Google Cloud Data Lakehouse: Architecture for Hybrid Data

Autore: Francesco Zinghinì | Data: 16 Gennaio 2026

In today’s financial landscape, and particularly in the mortgage sector, true value lies not only in structured databases but in an often untapped goldmine: unstructured documents. Pay stubs, property appraisals, notarial deeds, and identity documents constitute what is often referred to as Dark Data. The challenge for CTOs and Data Architects in 2026 is no longer just archiving these files, but making them queryable in real-time alongside transactional data.

In this technical article, we will explore how to design and implement a google cloud data lakehouse architecture capable of breaking down silos between the data lake (where PDFs reside) and the data warehouse (where CRM data resides). We will use the power of BigQuery, the intelligence of Document AI, and the predictive capabilities of Vertex AI to transform a manual underwriting process into an automated and secure pipeline.

The Data Lakehouse Paradigm in Fintech

Traditionally, banks maintained two separate stacks: a Data Lake (e.g., Google Cloud Storage) for raw files and a Data Warehouse (e.g., legacy SQL databases or early MPPs) for Business Intelligence. This approach resulted in data duplication, high latency, and information misalignment.
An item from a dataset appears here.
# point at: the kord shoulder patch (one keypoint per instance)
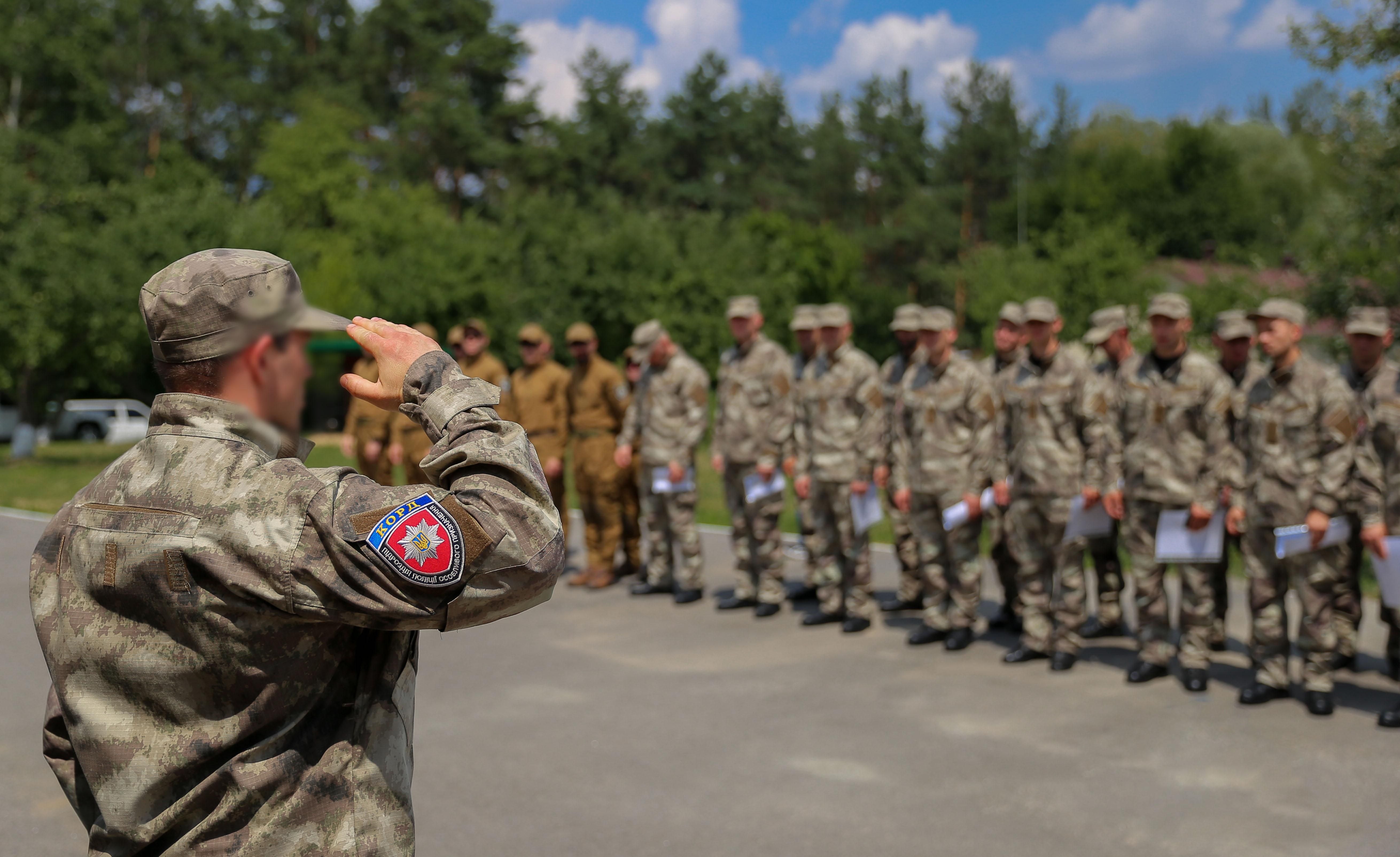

The Data Lakehouse on Google Cloud Platform (GCP) solves this problem by allowing files stored in object storage to be treated as if they were tables in a relational database, while maintaining low storage costs and high warehouse performance.

Key Architecture Components

Google Cloud Storage (GCS): The physical storage layer for documents (PDF, JPG, TIFF).
BigQuery (BQ): The heart of the Lakehouse. It manages both structured data (CRM) and unstructured file metadata via Object Tables.
Document AI: The intelligent document processing (IDP) service for extracting key entities.
Vertex AI: For training credit scoring models based on unified data.

Phase 1: Architecture Design and Ingestion

The first step to building an effective google cloud data lakehouse is to correctly structure the ingestion layer. We are not simply uploading files; we are preparing the ground for analysis.

Configuring Object Tables in BigQuery

Starting with recent GCP updates, BigQuery allows the creation of Object Tables. These are read-only tables that map files present in a GCS bucket. This allows us to view pay stub PDFs directly inside BigQuery without moving them.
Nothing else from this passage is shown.